Losses continued to build at etrials Worldwide, the troubled US supplier of eClinical software and services, in the third quarter of 2007.

Losses continued to build at etrials Worldwide, the troubled US supplier of eClinical software and services, in the third quarter of 2007.

The company, which is emerging from a period of turmoil that saw the departure of its former chief executive officer John Cline and moves to put the business into turnaround, recorded an operating loss of $1.49 million for the three months ended 30 September, compared with an operating profit of $178,331 for the third quarter of 2006. Net service revenues, which excluded reimbursable out-of-pocket costs, fell by 7.0% to US$4.14 million in the quarter.

In the second quarter of 2007, etrials sustained an operating loss of $1.54 million versus a $185,384 loss in the year-ago quarter, despite net service revenues jumping 25.3% to $5.20 million.

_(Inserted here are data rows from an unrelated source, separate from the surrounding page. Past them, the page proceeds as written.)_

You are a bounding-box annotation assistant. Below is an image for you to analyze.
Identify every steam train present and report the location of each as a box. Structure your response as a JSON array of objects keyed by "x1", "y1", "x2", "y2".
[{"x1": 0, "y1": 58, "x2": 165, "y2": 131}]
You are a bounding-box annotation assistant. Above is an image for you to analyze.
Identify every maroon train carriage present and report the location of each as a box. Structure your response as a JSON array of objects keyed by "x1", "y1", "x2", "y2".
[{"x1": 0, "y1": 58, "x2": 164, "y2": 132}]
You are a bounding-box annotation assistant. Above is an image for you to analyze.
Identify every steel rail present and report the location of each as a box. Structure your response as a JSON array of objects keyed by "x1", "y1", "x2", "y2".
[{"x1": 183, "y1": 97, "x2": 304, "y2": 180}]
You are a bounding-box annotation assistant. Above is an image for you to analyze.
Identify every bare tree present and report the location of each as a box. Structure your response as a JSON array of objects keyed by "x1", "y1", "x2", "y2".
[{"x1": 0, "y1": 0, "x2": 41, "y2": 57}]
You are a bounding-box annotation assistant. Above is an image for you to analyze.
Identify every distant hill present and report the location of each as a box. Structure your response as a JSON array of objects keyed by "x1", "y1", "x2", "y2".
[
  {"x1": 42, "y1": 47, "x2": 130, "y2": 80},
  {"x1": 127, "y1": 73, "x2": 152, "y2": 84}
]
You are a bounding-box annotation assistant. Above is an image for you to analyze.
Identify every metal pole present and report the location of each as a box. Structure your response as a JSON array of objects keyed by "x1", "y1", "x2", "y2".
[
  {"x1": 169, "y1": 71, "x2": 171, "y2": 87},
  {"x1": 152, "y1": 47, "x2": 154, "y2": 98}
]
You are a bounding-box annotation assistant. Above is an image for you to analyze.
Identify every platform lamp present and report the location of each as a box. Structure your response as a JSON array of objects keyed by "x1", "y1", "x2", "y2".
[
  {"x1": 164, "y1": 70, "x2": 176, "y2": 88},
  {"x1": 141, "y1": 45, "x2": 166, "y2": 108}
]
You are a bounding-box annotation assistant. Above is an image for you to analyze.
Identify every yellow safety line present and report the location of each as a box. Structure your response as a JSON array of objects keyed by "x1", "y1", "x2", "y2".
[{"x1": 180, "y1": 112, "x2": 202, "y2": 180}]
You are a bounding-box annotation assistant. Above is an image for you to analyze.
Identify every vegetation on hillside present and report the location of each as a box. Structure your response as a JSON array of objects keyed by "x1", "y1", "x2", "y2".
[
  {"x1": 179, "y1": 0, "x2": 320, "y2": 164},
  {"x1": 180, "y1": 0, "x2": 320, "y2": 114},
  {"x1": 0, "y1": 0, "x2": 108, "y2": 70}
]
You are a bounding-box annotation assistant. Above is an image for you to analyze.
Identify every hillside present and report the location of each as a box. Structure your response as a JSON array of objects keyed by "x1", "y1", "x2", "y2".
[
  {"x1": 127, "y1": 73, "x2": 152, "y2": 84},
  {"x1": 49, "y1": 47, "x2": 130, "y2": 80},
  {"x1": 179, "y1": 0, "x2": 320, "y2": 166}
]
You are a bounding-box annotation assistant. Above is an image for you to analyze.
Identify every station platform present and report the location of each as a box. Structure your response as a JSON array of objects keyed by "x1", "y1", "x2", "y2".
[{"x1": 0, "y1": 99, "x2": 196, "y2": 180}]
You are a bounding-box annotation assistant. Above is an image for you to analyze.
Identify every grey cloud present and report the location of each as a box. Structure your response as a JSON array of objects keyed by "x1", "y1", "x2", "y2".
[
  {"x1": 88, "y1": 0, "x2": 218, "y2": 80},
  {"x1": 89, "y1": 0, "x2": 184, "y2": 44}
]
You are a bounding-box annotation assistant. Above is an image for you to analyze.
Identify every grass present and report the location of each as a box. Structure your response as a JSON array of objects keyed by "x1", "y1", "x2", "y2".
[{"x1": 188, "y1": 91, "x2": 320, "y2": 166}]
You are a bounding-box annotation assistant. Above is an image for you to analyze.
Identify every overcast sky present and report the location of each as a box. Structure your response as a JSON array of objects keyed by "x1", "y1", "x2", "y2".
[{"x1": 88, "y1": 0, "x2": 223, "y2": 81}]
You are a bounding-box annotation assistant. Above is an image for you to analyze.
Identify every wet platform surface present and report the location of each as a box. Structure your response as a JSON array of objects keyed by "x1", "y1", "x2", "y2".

The company did its best to put a positive spin on the latest set of results, saying the decline in revenues was down to the timing of project starts and new contracts. The sharp contraction in gross margins for the third quarter – 42.7% compared with 63.4% in Q3 2006 – was mainly due to the increased costs of personnel “added to enhance our operational efficiency and capacity”, etrials explained.

During the quarter Peter Benton, who was brought in as interim chief operating officer in July with a brief to improve the company’s growth outlook and restructure its operations, took the position on a permanent basis. In addition, Chuck Piccirillo was appointed as vice-president of product development, charged with “identifying and implementing applications that can be immediately useful and cost-effective for our customers”, etrials noted.

New contract growth
The company also pointed out that, despite the overhaul aimed at transforming it into a more responsive, service-oriented organisation, etrials managed strong growth in new contracts with “minimal” cancellations during the third quarter. New contract awards were worth $4.9 million, 23% more than in the second quarter, and cancellations came to less than $200,000.

“We remain committed to becoming the leading supplier of eClinical solutions to the middle market, the highest growth segment that aligns well with our comprehensive, enterprise-based applications,” commented president and chief executive officer Chip Jennings. “We firmly believe that etrials is on the right track to mark steady gains in financial and operational performance next year.”

In the fourth quarter etrials is expecting a modest year-on-year increase in net service revenues and a loss comparable to that in the latest quarter before non-cash stock-based compensation expense. The net loss for the third quarter was $1.31 million or $0.12 per diluted share against net income of $391,487 or $0.03 per diluted share in the third quarter of 2006. Results for both the 2007 and 2006 quarters included around US$0.3 million in non-cash stock-based compensation expense.

Over the next three quarters etrials aims to invest in additional staff for operations, sales and product/tool development, it noted. The company does not anticipate realising the benefit of these investments until the second half of 2008.